Partei-Kampagnen
Wahlplakate: Floskeln und Phrasen ohne Biss

Platte Slogans, blasse Farben - die Wahlplakate 2005 reißen die wenigsten Bürger vom Hocker. Grafik- und Werbeexperten erinnert die Wähleranspache einiger Parteien eher an "Babyartikel und Feinwaschmittel". Auch das Ausland spottet über einen Wahlkampf, dem es "an Pfeffer fehlt".

HB BERLIN. In einer Umfrage des Marktforschungsinstituts Innofact AG vertraten 77 Prozent die Ansicht, dass sich die Parteien die Plakatwerbung komplett sparen könnten. "Die Ergebnisse belegen, dass der Wahlkampf bisher überhaupt nicht den inhaltlichen Erwartungen der Bürger entspricht", bilanzierte der Vorstandssprecher von Innofact, Karsten Polthier. "Vor allem wird nach Meinung der Befragten zu viel über die Fehler der anderen und zu wenig über konkrete Wege aus der Krise gesprochen."

Fast drei Viertel vermissten konkrete Lösungsvorschläge für die zukünftigen Aufgaben in Deutschland, berichtete das Institut am Dienstag in Düsseldorf. 63 Prozent stellten fest, der bisherige Wahlkampf habe ihnen keine Orientierung gegeben, welche Partei sie am 18. September wählen sollen.

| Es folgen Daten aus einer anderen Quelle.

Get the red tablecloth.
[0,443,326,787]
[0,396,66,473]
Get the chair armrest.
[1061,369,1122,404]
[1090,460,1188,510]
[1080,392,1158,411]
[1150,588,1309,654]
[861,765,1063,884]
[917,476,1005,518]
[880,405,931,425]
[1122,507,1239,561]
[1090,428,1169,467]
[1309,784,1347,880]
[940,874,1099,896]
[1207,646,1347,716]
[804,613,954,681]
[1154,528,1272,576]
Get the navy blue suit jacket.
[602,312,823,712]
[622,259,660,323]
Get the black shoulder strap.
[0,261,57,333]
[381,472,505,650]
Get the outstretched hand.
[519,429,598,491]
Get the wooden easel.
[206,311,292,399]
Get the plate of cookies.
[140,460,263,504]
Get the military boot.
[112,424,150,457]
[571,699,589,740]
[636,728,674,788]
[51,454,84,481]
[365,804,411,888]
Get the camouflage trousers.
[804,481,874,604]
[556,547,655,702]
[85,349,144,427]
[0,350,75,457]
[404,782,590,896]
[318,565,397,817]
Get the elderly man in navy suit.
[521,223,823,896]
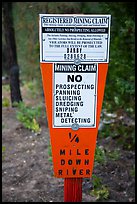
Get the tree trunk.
[2,2,22,107]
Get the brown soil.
[2,87,135,202]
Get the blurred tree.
[2,2,22,107]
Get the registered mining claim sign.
[40,14,110,63]
[53,63,97,127]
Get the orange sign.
[40,14,110,178]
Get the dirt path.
[2,108,135,202]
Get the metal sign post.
[39,14,110,202]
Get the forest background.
[2,2,135,202]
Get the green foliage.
[130,165,135,177]
[91,174,109,201]
[91,185,109,201]
[2,97,10,107]
[16,102,41,133]
[92,174,102,189]
[2,146,6,160]
[48,145,52,162]
[94,145,106,165]
[106,149,120,161]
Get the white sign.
[53,63,98,128]
[40,14,110,63]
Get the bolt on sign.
[39,14,111,178]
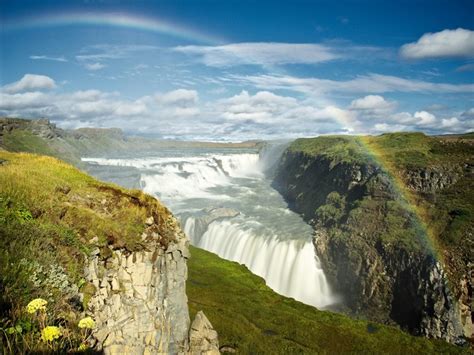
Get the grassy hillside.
[187,247,463,354]
[0,117,261,166]
[0,151,174,352]
[289,133,474,334]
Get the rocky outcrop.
[85,216,219,354]
[86,213,189,354]
[189,311,220,355]
[0,118,64,145]
[274,151,472,342]
[402,168,462,194]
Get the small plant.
[78,317,95,351]
[41,325,62,343]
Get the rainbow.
[358,136,445,267]
[2,11,225,44]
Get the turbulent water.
[83,149,335,308]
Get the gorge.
[0,119,472,353]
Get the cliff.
[0,120,468,355]
[0,117,261,167]
[0,151,218,354]
[274,134,474,343]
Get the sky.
[0,0,474,141]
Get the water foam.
[83,152,336,308]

Auch der Plakatforscher Klaus Grözinger lässt kein gutes Haar an der Kreativleitung der Parteien. In der Informationsfülle des städtischen Lebens könnten sich nur "plakative, physische Reizen wie kräftige Farben und prägnante Slogans" durchsetzen, sagte der emeritierte Professor an der Braunschweiger Hochschule für Bildende Kunst.

"Das liest kein Mensch"

Vor allem die Kampagne der Union sei "flau". Ihr bevorzugter Farbton Orange erinnere stark an "Babyartikel und Feinwaschmittel". Lobend äußerte sich der Wissenschaftler hingegen über die großflächigen Plakate der SPD mit dem Konterfei von Bundeskanzler Gerhard Schröder in verschiedenen Redeposen. "Die sind sehr gelungen." Der in Großbuchstaben gedruckte Text sei aber für Autofahrer kaum lesbar.

Die Plakate der Grünen versteckten die Botschaft eher als sie zu vermitteln: "Die überdimensionalen Prozentzahlen erinnern eher an die Werbung für den Sommerschlussverkauf." Gut lesbar und visuell ansprechend hingegen sei das Konzept der Linkspartei, meinte der Wissenschaftler. "Aber die Texte sind platt und außerdem zu klein. "Das liest kein Mensch."